The assassination of former Lebanese Prime Minister Rafik Hariri a decade ago not only cut down one of the region’s moderate Muslim leaders but also became a major catalyst for the broader sectarian war currently engulfing the Middle East.
Hariri’s death initially gave rise to Lebanon’s pro-democracy March 14 movement, one of the region’s most hopeful political trends. Over time, though, the country’s democratic dreams were shattered as the Iranian-backed Hezbollah tightened its grip in Lebanon and the Arab uprisings of 2011, symbolized in the nonviolent opposition that first arose against Syria’s Assad, descended into radicalism and war.
Indeed, in the wake of Hariri’s murder, clear fault lines are now readily seen between Sunni and Shia, Saudi Arabia and Iran, moderate and extremist.
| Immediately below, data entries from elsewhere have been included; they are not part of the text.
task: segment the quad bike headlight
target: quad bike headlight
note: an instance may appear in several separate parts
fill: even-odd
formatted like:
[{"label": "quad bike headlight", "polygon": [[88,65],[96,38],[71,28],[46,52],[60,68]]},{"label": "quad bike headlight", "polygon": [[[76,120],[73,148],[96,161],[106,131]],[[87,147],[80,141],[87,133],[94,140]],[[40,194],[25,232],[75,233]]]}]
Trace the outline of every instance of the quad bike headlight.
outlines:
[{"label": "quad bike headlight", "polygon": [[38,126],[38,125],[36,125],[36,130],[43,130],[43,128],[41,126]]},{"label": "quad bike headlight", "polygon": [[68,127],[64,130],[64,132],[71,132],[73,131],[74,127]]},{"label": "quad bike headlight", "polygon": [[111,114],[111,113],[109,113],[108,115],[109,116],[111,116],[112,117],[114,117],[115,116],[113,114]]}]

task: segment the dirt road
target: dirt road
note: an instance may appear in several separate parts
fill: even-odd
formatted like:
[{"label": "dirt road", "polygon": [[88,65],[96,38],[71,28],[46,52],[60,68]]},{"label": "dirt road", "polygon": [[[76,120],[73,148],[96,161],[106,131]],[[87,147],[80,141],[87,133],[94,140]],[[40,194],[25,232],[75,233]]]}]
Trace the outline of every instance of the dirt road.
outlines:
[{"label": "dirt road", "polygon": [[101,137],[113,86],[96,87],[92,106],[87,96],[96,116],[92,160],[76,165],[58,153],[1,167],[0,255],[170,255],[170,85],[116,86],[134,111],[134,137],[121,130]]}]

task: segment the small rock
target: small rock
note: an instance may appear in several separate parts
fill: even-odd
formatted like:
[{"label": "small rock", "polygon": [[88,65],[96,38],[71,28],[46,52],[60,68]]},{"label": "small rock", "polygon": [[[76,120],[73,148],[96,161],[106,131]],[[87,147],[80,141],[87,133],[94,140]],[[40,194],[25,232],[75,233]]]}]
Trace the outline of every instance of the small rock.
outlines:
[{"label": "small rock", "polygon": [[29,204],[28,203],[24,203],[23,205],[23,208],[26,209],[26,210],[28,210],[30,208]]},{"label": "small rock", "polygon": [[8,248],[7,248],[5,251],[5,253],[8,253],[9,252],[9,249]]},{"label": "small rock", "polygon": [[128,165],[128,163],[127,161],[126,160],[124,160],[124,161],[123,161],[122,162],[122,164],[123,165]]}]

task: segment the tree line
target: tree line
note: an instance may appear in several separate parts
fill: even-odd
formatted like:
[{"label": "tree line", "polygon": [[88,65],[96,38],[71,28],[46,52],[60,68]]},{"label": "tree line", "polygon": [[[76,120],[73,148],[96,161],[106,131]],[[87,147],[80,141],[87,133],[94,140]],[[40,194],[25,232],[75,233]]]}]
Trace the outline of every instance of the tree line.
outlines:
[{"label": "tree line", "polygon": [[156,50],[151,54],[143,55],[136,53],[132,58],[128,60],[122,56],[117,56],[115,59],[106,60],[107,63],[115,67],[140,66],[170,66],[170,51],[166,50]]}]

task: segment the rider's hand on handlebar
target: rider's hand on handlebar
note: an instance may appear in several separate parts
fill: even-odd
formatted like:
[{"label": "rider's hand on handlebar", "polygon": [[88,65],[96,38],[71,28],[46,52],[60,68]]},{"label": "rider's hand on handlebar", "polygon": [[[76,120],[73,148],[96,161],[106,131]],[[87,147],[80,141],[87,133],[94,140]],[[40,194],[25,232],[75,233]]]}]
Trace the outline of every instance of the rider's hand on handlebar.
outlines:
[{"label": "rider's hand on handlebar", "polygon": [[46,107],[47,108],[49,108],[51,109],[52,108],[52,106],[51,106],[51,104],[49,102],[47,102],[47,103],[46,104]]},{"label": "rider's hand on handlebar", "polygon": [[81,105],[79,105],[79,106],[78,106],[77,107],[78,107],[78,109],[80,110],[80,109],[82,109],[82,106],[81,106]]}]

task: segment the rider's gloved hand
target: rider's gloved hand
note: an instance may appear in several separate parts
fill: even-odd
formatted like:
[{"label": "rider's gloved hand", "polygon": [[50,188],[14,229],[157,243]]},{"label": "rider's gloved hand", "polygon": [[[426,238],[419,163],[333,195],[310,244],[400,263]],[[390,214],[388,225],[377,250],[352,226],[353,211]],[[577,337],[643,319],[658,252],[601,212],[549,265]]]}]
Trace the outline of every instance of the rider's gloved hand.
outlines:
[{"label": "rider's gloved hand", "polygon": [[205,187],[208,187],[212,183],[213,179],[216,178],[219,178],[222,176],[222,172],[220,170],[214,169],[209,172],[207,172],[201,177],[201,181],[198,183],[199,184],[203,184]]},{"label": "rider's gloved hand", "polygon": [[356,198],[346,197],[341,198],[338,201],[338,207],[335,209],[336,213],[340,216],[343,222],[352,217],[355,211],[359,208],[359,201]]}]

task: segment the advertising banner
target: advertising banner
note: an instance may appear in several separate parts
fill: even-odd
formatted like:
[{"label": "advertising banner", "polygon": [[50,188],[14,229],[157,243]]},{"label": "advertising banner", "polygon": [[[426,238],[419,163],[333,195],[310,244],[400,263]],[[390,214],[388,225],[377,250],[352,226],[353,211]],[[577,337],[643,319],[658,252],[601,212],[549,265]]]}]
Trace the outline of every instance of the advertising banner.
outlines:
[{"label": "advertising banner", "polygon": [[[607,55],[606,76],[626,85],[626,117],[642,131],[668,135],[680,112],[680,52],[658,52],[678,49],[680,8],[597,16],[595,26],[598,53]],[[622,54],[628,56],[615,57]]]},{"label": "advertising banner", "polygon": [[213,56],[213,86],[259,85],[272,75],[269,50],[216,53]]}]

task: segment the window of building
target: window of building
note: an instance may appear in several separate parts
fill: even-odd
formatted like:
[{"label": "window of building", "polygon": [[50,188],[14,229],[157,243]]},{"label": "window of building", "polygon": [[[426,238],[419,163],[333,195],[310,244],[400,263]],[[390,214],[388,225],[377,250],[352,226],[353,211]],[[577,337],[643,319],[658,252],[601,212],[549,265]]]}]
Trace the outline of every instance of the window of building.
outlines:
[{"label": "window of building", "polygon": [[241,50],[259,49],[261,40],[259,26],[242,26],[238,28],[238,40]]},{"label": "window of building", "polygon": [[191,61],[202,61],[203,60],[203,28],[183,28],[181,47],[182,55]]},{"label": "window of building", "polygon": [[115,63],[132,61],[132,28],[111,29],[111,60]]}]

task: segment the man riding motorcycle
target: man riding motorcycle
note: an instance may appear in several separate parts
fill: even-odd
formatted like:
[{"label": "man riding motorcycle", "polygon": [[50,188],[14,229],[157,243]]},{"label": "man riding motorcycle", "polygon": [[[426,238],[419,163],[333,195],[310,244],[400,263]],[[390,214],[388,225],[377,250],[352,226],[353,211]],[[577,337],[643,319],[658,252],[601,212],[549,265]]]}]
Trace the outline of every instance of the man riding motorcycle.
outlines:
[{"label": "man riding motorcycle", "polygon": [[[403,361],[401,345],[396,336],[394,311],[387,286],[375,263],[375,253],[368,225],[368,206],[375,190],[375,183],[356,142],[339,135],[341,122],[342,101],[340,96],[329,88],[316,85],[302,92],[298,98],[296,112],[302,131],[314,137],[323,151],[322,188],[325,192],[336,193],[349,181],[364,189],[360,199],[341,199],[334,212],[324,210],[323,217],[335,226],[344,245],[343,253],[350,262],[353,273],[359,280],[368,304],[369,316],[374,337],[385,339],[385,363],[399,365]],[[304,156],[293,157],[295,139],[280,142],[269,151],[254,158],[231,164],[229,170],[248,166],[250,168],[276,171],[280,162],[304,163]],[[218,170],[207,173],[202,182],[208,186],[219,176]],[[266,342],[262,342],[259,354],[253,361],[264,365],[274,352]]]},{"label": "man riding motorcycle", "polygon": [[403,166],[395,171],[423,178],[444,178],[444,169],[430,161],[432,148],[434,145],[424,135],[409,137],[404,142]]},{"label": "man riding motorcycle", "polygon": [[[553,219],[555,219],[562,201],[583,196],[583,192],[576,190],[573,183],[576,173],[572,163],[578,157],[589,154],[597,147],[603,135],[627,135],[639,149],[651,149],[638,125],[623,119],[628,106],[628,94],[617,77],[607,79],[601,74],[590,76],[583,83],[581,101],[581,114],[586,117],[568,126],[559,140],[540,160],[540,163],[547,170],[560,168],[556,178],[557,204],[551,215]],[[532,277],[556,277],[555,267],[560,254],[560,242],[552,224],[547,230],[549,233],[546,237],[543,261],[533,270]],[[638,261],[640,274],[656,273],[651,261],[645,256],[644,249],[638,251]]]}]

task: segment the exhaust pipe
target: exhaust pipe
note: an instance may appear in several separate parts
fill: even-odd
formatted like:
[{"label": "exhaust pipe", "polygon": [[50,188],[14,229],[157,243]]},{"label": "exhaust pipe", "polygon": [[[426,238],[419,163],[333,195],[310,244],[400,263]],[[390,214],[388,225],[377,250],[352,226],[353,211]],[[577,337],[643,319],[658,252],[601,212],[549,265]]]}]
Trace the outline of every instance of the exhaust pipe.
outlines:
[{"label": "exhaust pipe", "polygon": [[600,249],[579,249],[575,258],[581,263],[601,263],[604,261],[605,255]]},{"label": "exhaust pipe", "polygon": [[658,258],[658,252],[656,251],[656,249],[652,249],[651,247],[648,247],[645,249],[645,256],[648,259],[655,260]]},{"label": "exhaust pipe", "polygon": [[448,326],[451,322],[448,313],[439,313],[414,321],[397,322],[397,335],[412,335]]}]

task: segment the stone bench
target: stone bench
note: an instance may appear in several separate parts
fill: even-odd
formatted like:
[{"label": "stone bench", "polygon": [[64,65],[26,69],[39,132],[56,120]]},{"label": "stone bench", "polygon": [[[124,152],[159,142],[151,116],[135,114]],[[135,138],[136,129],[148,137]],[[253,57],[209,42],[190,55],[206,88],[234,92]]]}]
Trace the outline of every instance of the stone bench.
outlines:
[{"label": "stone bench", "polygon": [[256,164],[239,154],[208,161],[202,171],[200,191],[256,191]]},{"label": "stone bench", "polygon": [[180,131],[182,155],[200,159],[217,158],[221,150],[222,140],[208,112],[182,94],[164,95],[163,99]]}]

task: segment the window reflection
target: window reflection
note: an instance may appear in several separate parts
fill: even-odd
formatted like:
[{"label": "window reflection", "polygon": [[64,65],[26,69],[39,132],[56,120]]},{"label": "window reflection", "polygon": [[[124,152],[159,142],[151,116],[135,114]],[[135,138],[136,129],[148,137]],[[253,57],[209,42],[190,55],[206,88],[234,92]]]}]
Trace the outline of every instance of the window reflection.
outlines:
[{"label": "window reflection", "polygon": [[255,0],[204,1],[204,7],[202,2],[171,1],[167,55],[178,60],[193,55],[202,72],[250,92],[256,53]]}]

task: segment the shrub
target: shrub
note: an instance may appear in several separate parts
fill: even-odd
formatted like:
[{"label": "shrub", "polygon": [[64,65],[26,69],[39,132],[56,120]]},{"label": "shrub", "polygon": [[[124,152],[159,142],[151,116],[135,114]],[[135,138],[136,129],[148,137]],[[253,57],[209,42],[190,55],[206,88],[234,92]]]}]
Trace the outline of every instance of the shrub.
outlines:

The question now facing Lebanon and the rest of the Middle East is which path will the region follow in the years ahead—that of Hariri, the moderate who sought to educate Lebanese students across the sectarian divide to build a bright future for the country, or that violent, anti-democratic ideology of his assassins?
Hudson Institute hosted a panel discussion on Rafik Hariri’s legacy and the future of Lebanon and beyond. Hudson Senior Fellows Lee Smith and Michael Doran joined Tony Badran of the Foundation for Defense of Democracies and Hussain Abdul Hussain, Washington bureau chief for al-Rai (Kuwait) to discuss how Lebanon’s fate may shape the region for years to come.